Y.F. Chang, the founder of Evergreen Group, died Wednesday at the age of 88, according to the Taiwan news agency CNA.
Chang Yung-fa started his company in 1968 with a single, used breakbulk ship and grew Evergreen into what in 1985 was the largest container carrier in the world. It was around that time Evergreen pioneered round-the-world container service, offering two strings, one eastbound and one westbound.
The company has since diversified into other industries as well — the Evergreen Group also encompasses EVA Air, the regional carrier UNI Air and the Evergreen International Corp. hotel chain — while remaining one of the world’s largest container carriers.
Alphaliner ranks it as number four on its list of the top 100 container carriers with 931,849 TEUs of capacity on 192 ships. (539,533 TEUs on 104 owned ships and 392,316 TEUs on 88 chartered ships.)
And the company currently has one of the largest orderbooks for containerships in the industry — 41 ships with 395,770 TEUs of capacity, equal to a whopping 42.5 percent of its existing capacity.
On Jan. 28 last year, Evergreen announced it had signed a time charter agreements with Shoei Kisen Kaisha, Ltd. to charter a total of eleven 18,000-TEU vessels. The company noted these would include six units of the same capacity it announced a month earlier.
The company’s decision to order such large ships came after Maersk, MSC, and United Arab Shipping Co. had placed orders for similar leviathans.
Chang had a reputation for successfully bucking the tide.

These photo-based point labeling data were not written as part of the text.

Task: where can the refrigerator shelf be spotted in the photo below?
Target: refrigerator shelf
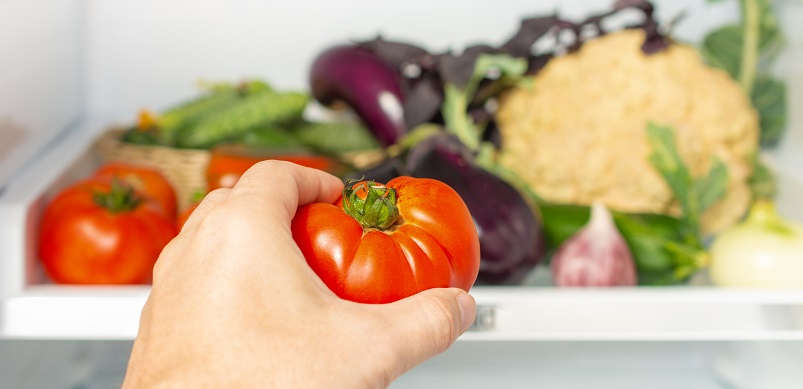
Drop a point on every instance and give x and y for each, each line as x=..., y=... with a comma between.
x=504, y=314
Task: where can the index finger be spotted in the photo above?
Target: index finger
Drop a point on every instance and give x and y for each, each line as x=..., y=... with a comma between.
x=286, y=186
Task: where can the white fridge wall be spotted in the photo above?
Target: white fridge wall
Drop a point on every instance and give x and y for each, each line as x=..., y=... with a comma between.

“Amid the 2007-order frenzy for ships of 10,000 TEU and above,” the London-based consultants Drewry wrote, Chang “memorably vetoed such a move saying that big ships would struggle with half loads when the global economy turns cold.”
“Instead, Evergreen avoided the stampede and waited until 2010 to order 20 x 8,450-TEU ships, followed by 15 more similar size ships the year after,” Drewry recalled. “It was only when the company moved away from its traditional independent status and forged closer ties with the CKYH carriers that it took the big-ship leap by ordering 10 x 13,800-TEU ships in July 2012 (one year after Maersk’s Triple E order), which it backed up over the next two years with orders for 5 x 14,000-TEU and 5 x 14,350-TEU vessels.”

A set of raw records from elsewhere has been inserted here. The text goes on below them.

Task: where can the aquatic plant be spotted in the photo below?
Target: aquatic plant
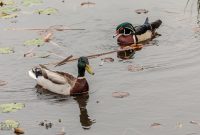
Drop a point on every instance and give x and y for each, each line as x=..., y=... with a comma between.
x=198, y=9
x=9, y=125
x=11, y=107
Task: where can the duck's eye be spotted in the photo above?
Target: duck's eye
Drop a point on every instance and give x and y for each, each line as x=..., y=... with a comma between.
x=127, y=32
x=121, y=30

Forbes estimated his wealth as $1.8 billion, number 1,054 on its global list of billionaires in 2015.
Today in an obituary, Forbes said Chang was the 17th richest person in Taiwan, and that he “entered the shipping business at age 14 when he worked in Miname Nippon Steamship’s office in the city of Keelung in northern Taiwan while he attended night classes in vocational school in Taipei.”
The company purchased the Italian shipping line Lloyd Triestino, renaming it Italia Marittima S.p.A on in 2006, and formed Hatsu Marine in the U.K. 2002.

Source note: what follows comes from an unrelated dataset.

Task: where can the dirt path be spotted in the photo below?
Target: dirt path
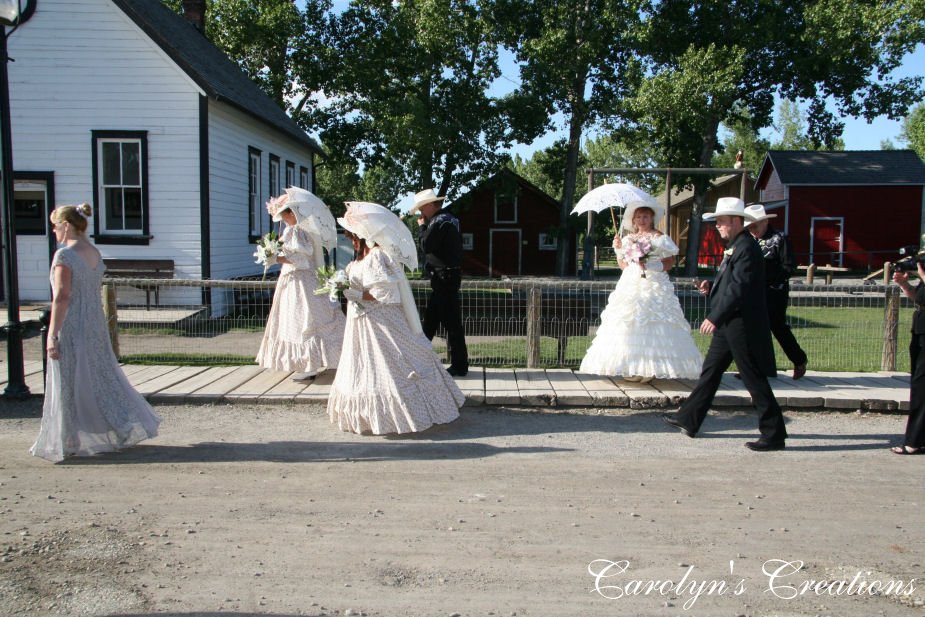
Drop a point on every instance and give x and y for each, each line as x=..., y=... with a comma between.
x=270, y=510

News service Bloomberg said Chang spent 15 years as a sailor, rising to the rank of captain.
Bloomberg also noted, “Chang also was an advocate of closer economic relations between Taiwan and China. In 2008, Taiwanese and Chinese airlines including his group’s EVA Airways began regular flights across the Taiwan Strait after the lifting of a six-decade ban on direct transport links.”
Chang’s personal holdings as of Dec. 31 included 6 percent of publicly traded Evergreen Marine and 2.9 percent of EVA Airways, which is Taiwan’s largest airline by market value, according to Bloomberg.
Evergreen said that in recent years, Chang has devoted his efforts to charity and social welfare, primarily through the Chang Yung-Fa Foundation. He also worked to promote maritime education and seafarer training and the company has been a leader in building “green ships,” incorporating features such as advanced hull designs, alternative marine power (which allows the company to use shore-based power when docked), double skin hulls and internal fuel oil tanks, low sulfur fuel systems, airspace stern tubes to prevent leakage of lubricants, larger bilge tanks and oily water separators.
The company founded the Evergreen Maritime Museum in Taipei and the Evergreen Symphony Orchestra.